What’s more, thanks to its quiet electric motors, it’s said to be difficult to detect in operating environments with even minimal ambient noise.
“Snipe’s tiny size belies its impressive capabilities,” said Kirk Flittie, AeroVironment vice president and general manager of its Unmanned Aircraft Systems business segment. “It is quick, quiet, fast, durable and packed with advanced features critical to helping our customers succeed in close-range missions.”
The aircraft is equipped with electro-optical/infrared (EO/IR), low-light-capable and long-wave infrared (LWIR) sensors and can relay high-resolution images and record real-time video both day and night.

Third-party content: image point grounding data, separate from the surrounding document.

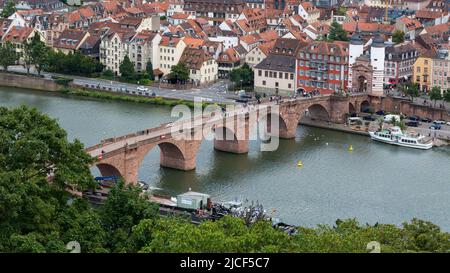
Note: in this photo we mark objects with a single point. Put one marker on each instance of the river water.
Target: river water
(374, 183)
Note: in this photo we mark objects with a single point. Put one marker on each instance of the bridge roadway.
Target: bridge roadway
(107, 148)
(122, 156)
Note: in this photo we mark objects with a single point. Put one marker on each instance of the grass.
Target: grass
(129, 98)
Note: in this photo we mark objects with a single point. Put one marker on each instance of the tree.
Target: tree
(242, 75)
(126, 69)
(8, 55)
(149, 70)
(39, 53)
(9, 9)
(398, 36)
(179, 73)
(435, 94)
(124, 209)
(37, 167)
(337, 32)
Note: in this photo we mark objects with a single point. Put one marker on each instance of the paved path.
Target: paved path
(216, 92)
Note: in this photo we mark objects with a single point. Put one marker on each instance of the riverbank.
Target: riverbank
(438, 141)
(106, 95)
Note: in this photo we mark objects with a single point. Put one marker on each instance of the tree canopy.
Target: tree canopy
(435, 94)
(244, 74)
(179, 73)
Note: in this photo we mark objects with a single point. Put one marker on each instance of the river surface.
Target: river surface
(375, 182)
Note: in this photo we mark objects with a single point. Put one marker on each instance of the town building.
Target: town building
(323, 67)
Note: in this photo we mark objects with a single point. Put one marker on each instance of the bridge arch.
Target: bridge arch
(226, 140)
(109, 170)
(351, 108)
(282, 129)
(365, 106)
(318, 112)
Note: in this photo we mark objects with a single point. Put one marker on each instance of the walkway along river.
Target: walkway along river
(374, 182)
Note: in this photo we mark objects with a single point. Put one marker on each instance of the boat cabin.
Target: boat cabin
(193, 200)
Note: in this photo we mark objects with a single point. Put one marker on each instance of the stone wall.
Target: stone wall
(28, 82)
(404, 105)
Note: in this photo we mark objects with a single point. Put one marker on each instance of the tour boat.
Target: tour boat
(395, 136)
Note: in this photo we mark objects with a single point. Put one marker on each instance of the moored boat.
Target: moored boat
(395, 136)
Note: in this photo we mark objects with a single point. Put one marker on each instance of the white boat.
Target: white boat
(395, 136)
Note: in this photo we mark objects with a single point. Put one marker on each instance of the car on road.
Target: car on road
(414, 123)
(414, 118)
(439, 121)
(371, 118)
(435, 127)
(142, 89)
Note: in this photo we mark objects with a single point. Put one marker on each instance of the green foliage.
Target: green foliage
(179, 73)
(8, 55)
(435, 94)
(33, 147)
(337, 32)
(126, 69)
(73, 64)
(9, 9)
(244, 74)
(398, 36)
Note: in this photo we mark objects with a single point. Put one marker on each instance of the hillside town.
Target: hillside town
(292, 46)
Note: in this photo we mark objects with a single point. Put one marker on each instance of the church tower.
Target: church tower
(356, 49)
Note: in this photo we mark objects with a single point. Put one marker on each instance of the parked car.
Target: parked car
(142, 89)
(435, 127)
(414, 118)
(380, 113)
(439, 121)
(371, 118)
(412, 123)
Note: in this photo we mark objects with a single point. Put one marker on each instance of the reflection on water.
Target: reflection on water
(374, 183)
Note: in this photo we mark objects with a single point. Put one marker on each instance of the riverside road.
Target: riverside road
(216, 92)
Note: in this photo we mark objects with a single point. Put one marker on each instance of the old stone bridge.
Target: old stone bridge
(122, 156)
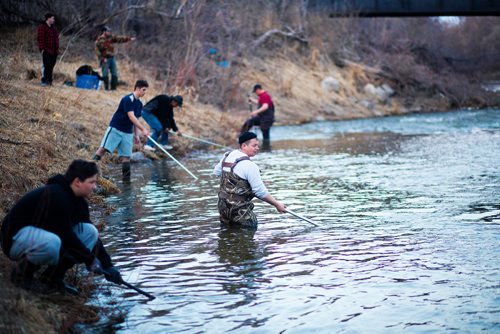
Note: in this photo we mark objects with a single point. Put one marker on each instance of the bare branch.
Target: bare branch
(290, 34)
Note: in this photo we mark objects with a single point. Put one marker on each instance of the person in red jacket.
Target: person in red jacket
(48, 44)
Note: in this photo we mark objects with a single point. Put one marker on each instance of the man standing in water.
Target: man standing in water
(263, 116)
(124, 128)
(240, 182)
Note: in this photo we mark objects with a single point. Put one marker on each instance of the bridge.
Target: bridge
(380, 8)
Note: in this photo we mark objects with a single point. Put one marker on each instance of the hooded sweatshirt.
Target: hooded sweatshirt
(54, 208)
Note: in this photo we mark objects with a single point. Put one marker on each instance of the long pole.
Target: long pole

Controlled using an app on a standard touch screen controller, Snipe is claimed to be capable of operating under challenging environmental conditions including wind gusts of up to 20mph. An integrated UHF radio allows non-line-of-sight operation, and the drone is able to return to its operator automatically if it loses its radio link.
The technology is based on advances made by the company in the development of the Nano Hummingbird, an experimental flapping wing drone that it developed as part of a DARPA project.
So-called Micro Air Vehicles (MAVs) have been a major area of development in the defence sector for a number of years.
The Black Hornet, a 15g helicopter, developed by Norwegian firm Prox Dynamics — which began life developing devices for the remote-control plane market — was adopted by British forces following an urgent 2011 MoD call for a “Nano UAS” for use in Afghanistan. In the meantime a number of groups around the world – including UK firm Animal Dynamics – are continuing to explore the development of next-generation drones that mimic the flapping wing flight of an insect.